The Rocky Mountain House man was not charged in relation to the fatal accident. However, his truck was seized by police to be examined by a collision analyst as part of the fatality investigation.
Two Rocky Mountain House RCMP officers testified in court on Monday that they had been trying to track the source of a faint marijuana smell in the vehicle bay when they turned their attention to the truck, possibly to find a small amount of marijuana. That led to one of the garbage bags being opened.
That search uncovered marijuana buds carefully doubled-wrapped in garbage bags and vacuum-sealed in plastic. Realizing what they had unexpectedly uncovered, police later got a search warrant and eight double-wrapped bags containing nearly 78 kilograms of marijuana buds were uncovered.
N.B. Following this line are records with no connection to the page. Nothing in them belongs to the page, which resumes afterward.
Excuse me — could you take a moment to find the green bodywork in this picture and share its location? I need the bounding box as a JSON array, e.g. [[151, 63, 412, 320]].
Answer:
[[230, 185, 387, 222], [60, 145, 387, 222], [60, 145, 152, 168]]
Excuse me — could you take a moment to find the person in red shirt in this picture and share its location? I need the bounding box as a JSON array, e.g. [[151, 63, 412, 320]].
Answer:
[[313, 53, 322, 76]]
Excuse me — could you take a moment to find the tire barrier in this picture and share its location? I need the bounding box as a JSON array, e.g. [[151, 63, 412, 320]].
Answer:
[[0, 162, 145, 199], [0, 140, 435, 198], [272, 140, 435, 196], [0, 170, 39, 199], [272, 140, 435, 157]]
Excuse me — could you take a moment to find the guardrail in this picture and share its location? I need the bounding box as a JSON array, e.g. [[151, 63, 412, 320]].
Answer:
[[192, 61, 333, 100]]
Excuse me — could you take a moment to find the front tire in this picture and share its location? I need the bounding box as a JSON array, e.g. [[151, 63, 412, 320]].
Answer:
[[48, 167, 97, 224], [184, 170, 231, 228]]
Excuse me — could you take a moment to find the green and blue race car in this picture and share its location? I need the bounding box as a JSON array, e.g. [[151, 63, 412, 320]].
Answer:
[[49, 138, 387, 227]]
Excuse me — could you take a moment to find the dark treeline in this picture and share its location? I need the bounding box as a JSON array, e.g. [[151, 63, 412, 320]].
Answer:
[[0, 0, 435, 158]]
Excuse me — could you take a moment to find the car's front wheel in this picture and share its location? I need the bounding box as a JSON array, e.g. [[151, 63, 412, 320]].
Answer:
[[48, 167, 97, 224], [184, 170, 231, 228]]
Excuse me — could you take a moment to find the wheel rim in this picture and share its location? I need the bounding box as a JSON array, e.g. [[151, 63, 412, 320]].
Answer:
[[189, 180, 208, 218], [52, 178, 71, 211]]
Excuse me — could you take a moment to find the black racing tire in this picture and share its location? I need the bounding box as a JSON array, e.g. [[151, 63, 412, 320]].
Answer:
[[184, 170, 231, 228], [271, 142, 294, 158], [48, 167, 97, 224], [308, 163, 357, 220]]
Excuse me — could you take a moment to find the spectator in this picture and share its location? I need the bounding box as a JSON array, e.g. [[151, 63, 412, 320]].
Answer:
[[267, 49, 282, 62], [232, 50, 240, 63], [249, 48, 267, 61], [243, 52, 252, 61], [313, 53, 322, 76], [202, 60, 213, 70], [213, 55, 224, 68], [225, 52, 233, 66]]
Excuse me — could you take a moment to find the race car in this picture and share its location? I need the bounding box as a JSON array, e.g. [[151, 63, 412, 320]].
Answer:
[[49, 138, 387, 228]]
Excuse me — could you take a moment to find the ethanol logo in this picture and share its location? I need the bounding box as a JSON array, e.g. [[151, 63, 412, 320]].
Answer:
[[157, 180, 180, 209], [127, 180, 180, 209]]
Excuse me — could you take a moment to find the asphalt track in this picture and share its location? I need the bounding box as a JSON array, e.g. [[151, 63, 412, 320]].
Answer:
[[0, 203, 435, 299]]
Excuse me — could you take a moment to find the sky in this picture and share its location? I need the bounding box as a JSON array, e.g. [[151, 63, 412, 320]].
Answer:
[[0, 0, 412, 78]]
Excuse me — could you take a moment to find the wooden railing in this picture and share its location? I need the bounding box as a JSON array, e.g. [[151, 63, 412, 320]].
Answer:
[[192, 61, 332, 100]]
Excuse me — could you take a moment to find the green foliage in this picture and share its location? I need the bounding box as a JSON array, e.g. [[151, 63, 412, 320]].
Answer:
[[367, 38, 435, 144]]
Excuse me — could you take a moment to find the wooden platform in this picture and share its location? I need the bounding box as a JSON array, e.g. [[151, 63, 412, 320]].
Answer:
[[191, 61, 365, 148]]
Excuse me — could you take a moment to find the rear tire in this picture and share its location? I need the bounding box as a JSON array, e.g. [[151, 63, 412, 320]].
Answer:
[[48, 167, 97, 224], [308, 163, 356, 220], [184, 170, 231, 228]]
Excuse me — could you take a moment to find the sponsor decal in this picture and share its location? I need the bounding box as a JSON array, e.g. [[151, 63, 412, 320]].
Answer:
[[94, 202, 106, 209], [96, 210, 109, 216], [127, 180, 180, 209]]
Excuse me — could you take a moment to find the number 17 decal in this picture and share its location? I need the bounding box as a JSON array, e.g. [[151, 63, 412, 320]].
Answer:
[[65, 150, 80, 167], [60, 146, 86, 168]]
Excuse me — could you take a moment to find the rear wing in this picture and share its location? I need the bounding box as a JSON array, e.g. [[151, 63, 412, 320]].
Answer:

Jackson was charged with possession of marijuana for the purpose of trafficking.
Justice Renke said while the officers may have had no idea they would stumble upon a major drug shipment they should have known better to start searching the vehicle without authorization.
“They had time to think about what they were doing,” he said.
Police officers must be held to a higher standard when people’s constitutional rights are involved and the search amounted to a “serious error.”
Renke excluded the evidence from the search, which left the Crown prosecutor with no case and Jackson was acquitted.
Whether the judge’s decision is appealed will be up to the Crown prosecutor’s office in Edmonton, which has 30 days to make its decision.
Jackson had no comment outside court.